Additionally, unique mental disorders that have been cited more frequently include Battered Woman Syndrome, Battered Child Syndrome, and Rape Trauma Syndrome.
Arguments from attorneys have since expanded from situations of abuse of a specific individual to arguing that generic or general trauma while growing up should excuse defendants from criminal liability. Black Rage, Rotten Social Background, Urban Survival, Cultural Defenses and Television Intoxication are defenses that cite the situation in which the defendant grows up with distorted human or societal values and that its victims do not have the opportunity to develop non-violent responses to adversity. In these cases the testimony of an Expert Forensic Psychiatrist can substantiate the existence of the claim, or the lack thereof.
Post Conviction Evaluations
Expert Forensic Psychiatrists are often called upon to provide testimony after a defendant has been convicted. Though human nature is such that no one truly has the ability to predict future behavior, the evaluations of a Psychiatric Expert Witness can provide valuable information to assist in sentence determination and factors that may provide insight in the potential for dangerousness or treatment of a convicted person. This information can be used throughout what is often a long period of incarceration. Although courts or other governmental bodies make most release decisions for criminal patients, they may rely on Expert Forensic Psychiatrists to provide them with the necessary information to make reliable decisions.
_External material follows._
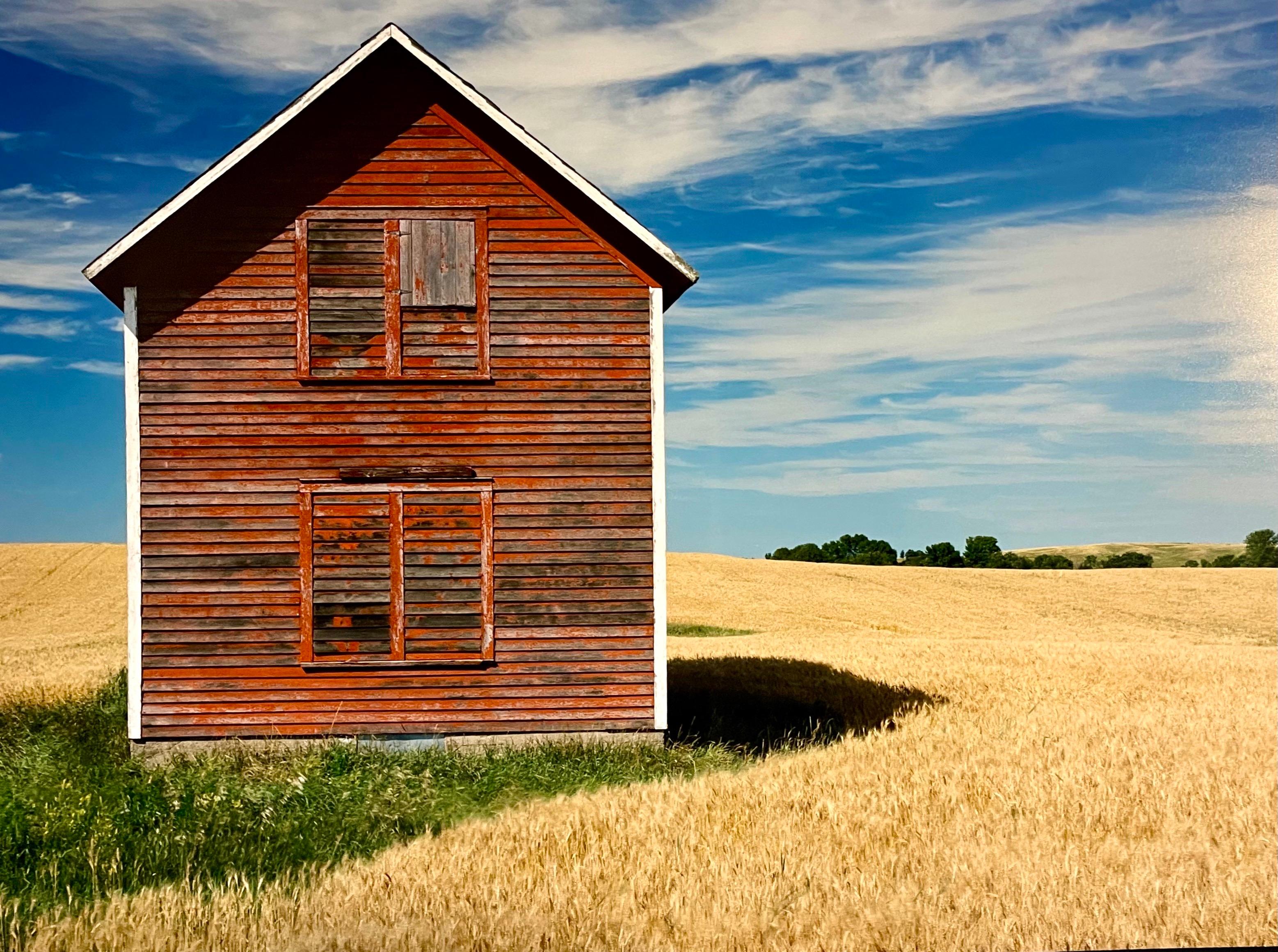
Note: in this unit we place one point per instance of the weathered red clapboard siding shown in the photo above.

The history of correctional psychiatry in the United States has been driven by longstanding interest by medical professionals in treating, explaining, and understanding criminal behavior. An Expert Forensic Psychiatrist often serves as a consultant to provide a greater understanding of the ethical and legal issues that arise in the course of care for psychiatric patients in correctional settings. This consultation provides correctional facilities with a greater understanding of psychopathology as it is encountered among the correctional population, and can assist in the treatment and management of inmates with mood disorders, psychotic disorders, alcohol and substance abuse, sexual disorders, and severe personality disorders.
In addition to treatment consultation, an Expert Forensic Psychiatrist can provide psychological autopsies in understanding jail suicides.